Whilst apprenticeships start at 16, we recommend event apprentices are at least 18. However, under the new rules, you can be an apprentice at any age; we have some in their 30s. Besides, your organisation might benefit from some of the insights of the young. After all, they are the ones with long careers ahead of them.

4. Aren’t apprentices only for people who can’t get into university?

Well, we have already pointed out that many of our apprentices have already been to university. And not everyone wants to spend three years of their life just sitting in lectures whilst racking up massive debt. Many people prefer a blended approach of learning on the job – and ‘earn while you learn’ can be far more appealing.

5. Okay, but apprenticeships are for new staff, and I’m not hiring at the moment

 Actually, you can take an existing member of your team and make them an apprentice. Nothing else need change, but they, and you, will benefit from the training and development. And, depending on your organisation, most or all of the training costs are paid by the Government.

6. I’m not sure if I have the funds for the training

Not only is the training element paid for by the Government, but there’s also a process whereby companies can move their apprenticeship levy funds (the pot that pays for the training) down their supply chain. At the moment, the Government is offering employers £3,000 for every apprentice they take on, so there’s never been a better time.

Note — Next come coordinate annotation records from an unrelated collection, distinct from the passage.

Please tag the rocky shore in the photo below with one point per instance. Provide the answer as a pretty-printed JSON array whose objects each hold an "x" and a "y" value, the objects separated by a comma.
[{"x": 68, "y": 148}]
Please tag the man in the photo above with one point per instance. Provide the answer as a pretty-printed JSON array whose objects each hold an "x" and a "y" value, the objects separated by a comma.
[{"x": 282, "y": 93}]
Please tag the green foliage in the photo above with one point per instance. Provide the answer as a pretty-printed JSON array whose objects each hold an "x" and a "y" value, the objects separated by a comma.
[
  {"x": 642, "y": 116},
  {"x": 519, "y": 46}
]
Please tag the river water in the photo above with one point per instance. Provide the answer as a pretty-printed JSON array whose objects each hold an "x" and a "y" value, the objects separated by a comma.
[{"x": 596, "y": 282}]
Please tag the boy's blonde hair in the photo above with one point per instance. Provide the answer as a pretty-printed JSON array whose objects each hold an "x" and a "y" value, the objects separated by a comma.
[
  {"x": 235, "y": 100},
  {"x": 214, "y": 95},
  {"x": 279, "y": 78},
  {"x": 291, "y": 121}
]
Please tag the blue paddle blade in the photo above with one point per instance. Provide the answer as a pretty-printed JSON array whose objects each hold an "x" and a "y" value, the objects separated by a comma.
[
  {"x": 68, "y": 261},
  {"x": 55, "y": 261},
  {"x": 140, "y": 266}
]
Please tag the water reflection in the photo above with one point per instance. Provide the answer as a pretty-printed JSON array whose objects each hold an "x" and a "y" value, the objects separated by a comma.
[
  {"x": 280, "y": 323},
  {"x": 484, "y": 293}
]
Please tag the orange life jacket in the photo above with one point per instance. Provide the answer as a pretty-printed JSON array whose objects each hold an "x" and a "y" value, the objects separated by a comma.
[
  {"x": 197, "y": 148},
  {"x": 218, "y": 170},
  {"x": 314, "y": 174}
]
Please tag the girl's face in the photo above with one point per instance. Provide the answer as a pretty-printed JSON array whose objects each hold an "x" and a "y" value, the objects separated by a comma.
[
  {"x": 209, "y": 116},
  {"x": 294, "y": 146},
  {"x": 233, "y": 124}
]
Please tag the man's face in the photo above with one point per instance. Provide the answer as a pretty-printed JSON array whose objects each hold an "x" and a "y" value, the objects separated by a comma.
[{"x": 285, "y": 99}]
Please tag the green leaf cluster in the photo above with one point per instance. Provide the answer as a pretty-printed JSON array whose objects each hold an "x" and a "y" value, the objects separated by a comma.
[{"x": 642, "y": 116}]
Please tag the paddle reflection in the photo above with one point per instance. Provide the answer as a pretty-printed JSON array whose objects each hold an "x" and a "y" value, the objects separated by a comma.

7. My company is too small

Unlikely; we have companies of three people whose fourth employee is an apprentice, and who has quickly become an indispensable member of the team. No, don’t let that stop you.

8. I’d rather take trained staff

Apprentices often have the right combination of skills and attitude to hit the ground running, and it’s up to you to make the right choice. However, do you want to employ someone with learned bad habits elsewhere, or would you rather have some bright person who you can train the way you want them to work?

9. I buy in people resources as I need them

You are not alone; it’s often the way the events sector works. That’s fine in the short term, but if you want to grow a strong and sustainable business, investing in people is imperative, and apprenticeships are the perfect answer. Research shows that apprentices are generally far more loyal to the organisation, saving you the cost of yet another new starter.

10. I’d prefer to take on sales people

Sales skills are important, and we can direct you to sales apprentices if you prefer. However, if you are an events company, developing event managers might be more important. Nevertheless, we know sales skills are important for everyone, so the Realise approach is to include sales training in our apprenticeship learning journey, which not all providers can offer.

11. It’s expensive to take on an apprentice

The apprentice levy pays for the training. And apprentices are statistically far more loyal to their employers. That’s why 30% of companies who’ve had a Realise apprentice have come back for another one. Moreover – unlike your standard new recruit – your apprentice has the support of a Realise business coach for the duration of the programme included at no extra cost

12. I don’t have time to babysit new staff

Well, this is going to seem harsh, but if you don’t see developing people for the future and growing new talent as an integral part of your role as a manager and leader, then you are probably not the kind of person we’d want to talk to. We will, however, wish you luck in your continued fight for survival.